Efendim "Uzaktan Orta" yakın direğe düştü! Uzun süren sessizliğimin nedeni Türkiye'ye taşınma telaşıydı. Ben de Gül de doktora çalışmalarımızı tamamladık ve Türkiye'ye döndük. Gül Bilkent Üniversitesi'nde, ben de ODTÜ'de çalışacağım.

Yavaş yavaş yerleşme işlerini yoluna koyunca kaldığımız yerden devam edelim istedim. Bir önceki yazıda uluslararası maçlarda ülke takımının kaybetmesinin yarattığı mutsuzluğun ertesi gün ülkenin borsa endeksini düşürdüğünü tartışmıştık (İki milli maç arasında iyi bir hatırlatma oldu, borsada işlem yapanlar aman dikkat!) Bu olumsuz duyguların hayatın başka alanlarında da etkisi olduğuna değinmiştim. Gelin başka bir örnekle, mağlubiyetlerin beslenmeye olan etkisiyle devam edelim. Takmımız kaybettiğinde sağlıksız beslenme olasılığımız artar mı?
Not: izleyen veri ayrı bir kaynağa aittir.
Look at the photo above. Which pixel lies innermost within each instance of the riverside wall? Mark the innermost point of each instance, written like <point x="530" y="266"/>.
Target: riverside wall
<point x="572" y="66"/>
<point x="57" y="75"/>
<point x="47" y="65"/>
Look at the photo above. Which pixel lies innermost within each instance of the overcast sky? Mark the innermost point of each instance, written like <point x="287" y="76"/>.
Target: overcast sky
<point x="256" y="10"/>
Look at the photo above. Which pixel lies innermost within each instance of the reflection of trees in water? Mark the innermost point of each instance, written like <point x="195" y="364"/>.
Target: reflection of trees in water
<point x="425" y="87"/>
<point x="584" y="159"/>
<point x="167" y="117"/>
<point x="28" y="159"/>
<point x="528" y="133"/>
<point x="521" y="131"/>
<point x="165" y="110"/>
Fransa'dan Yann Cornil ve Pierre Chandon* mağlubiyetlerin beslenme üzerindeki etkilerini incelemişler. İlk çalışmalarında Amerikan futbol ligi maç sonuçlarının ertesi gün şehirlerdeki besin tüketimi ile olan ilişkisine bakmışlar. Burada hemen belirteyim, Amerika'da insanlar ezici çoğunlukla yaşadıkları şehrin takımını tutuyorlar. Dolayısıyla şehrin takımının performansının ertesi gün şehrin ortalama besin tüketimine etkisini incelemek yukarıdaki sorumuzu cevaplamak adına iyi bir başlangıç. Maçın ertesi günü takımı kaybeden şehirlerde, takımı kazanan, ligde takımı olmayan, ya da haftayı maç yapmadan geçen şehirlere oranla kalori ve doymuş yağ tüketimi artıyor! Yüksek doymuş yağ ve kalori tüketiminin nesi kötü derseniz, kalp ve damar hastalıklarının habercilerindendir.
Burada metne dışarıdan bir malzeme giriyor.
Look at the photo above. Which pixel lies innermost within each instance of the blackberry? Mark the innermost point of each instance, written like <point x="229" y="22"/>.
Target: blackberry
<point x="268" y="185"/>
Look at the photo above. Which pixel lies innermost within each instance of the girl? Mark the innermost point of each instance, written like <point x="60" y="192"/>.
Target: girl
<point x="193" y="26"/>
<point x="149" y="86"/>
Cornil ve Chandon bir diğer çalışmalarında ise Fransız katılımcılara üç futbol maçından birine ait 7 dakikalık bir parça izletmişler. Katılımcıların üçte biri Fransa'nın İtalya'yı yendiği Euro 2000 finalinin görüntülerini izlemiş (galibiyet grubu). Diğer üçte biri Fransa'nin İtalya'ya mağlup olduğu 2006 Dünya Kupası finalinin görüntülerini izlemiş (mağlubiyet grubu). Kalanı ise ilgilerinin pek olmadığı iki Belçika takmı arasındaki maçın görüntülerini izlemiş (kontrol grubu). Görüntüleri izledikten sonra katılımcılara canlarının ne kadar domates, üzüm, çikolata ve patates cipsi çektiği sorulmuş. Mağlubiyet grubunun canı, galibiyet ve kontrol gruplarına kıyasla daha fazla sağlıksız besin (cips ve çikolata), daha az sağlıklı besin (domates ve üzüm) çekmiş.
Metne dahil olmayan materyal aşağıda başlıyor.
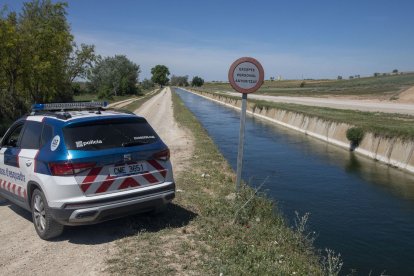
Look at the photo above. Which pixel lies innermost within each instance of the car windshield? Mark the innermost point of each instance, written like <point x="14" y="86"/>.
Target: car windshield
<point x="105" y="134"/>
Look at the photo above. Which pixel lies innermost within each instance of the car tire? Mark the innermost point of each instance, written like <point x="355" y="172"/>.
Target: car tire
<point x="45" y="226"/>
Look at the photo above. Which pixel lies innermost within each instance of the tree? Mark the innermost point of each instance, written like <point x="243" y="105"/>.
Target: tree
<point x="113" y="76"/>
<point x="81" y="61"/>
<point x="37" y="57"/>
<point x="197" y="81"/>
<point x="160" y="75"/>
<point x="147" y="84"/>
<point x="179" y="80"/>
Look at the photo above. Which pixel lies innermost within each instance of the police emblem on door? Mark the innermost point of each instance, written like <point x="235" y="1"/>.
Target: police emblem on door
<point x="127" y="157"/>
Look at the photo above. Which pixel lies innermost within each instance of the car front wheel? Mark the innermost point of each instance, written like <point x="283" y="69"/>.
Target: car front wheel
<point x="46" y="227"/>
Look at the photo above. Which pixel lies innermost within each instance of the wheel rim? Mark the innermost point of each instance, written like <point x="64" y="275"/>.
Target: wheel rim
<point x="39" y="213"/>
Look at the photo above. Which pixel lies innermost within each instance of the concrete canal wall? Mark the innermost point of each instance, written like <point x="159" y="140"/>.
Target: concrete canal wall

Mağlubiyetin ardından kendini abur cubura vermekten kurtulmanın yolu yok mu? Var: Hayatınızın başka alanlarındaki önemli değerleri aklınıza getirmek (sevdikleriniz, işiniz, sizin için değerli olan ne varsa). Cornil ve Chandon görüntüleri izleyen katılımcıların yarısından bunu yapmasını istemiş. Hayatlarındaki önemli değerleri anımsamak mağlubiyet grubundaki katılımcıların cips ve çikolata isteğini azaltmış.

Uzun lafın kısası, mağlubiyet takımına gönül vermiş taraftarı yıkabilir ama hızlı toparlanmanın yolu hayatta başka şeylerin olduğunu hatırlamak. Benim tahminim kendine hayattaki başka değerleri hatırlatmanın yenilginin yol açtığı kızgınlık ve öfkeyi de azaltabileceği yönünde.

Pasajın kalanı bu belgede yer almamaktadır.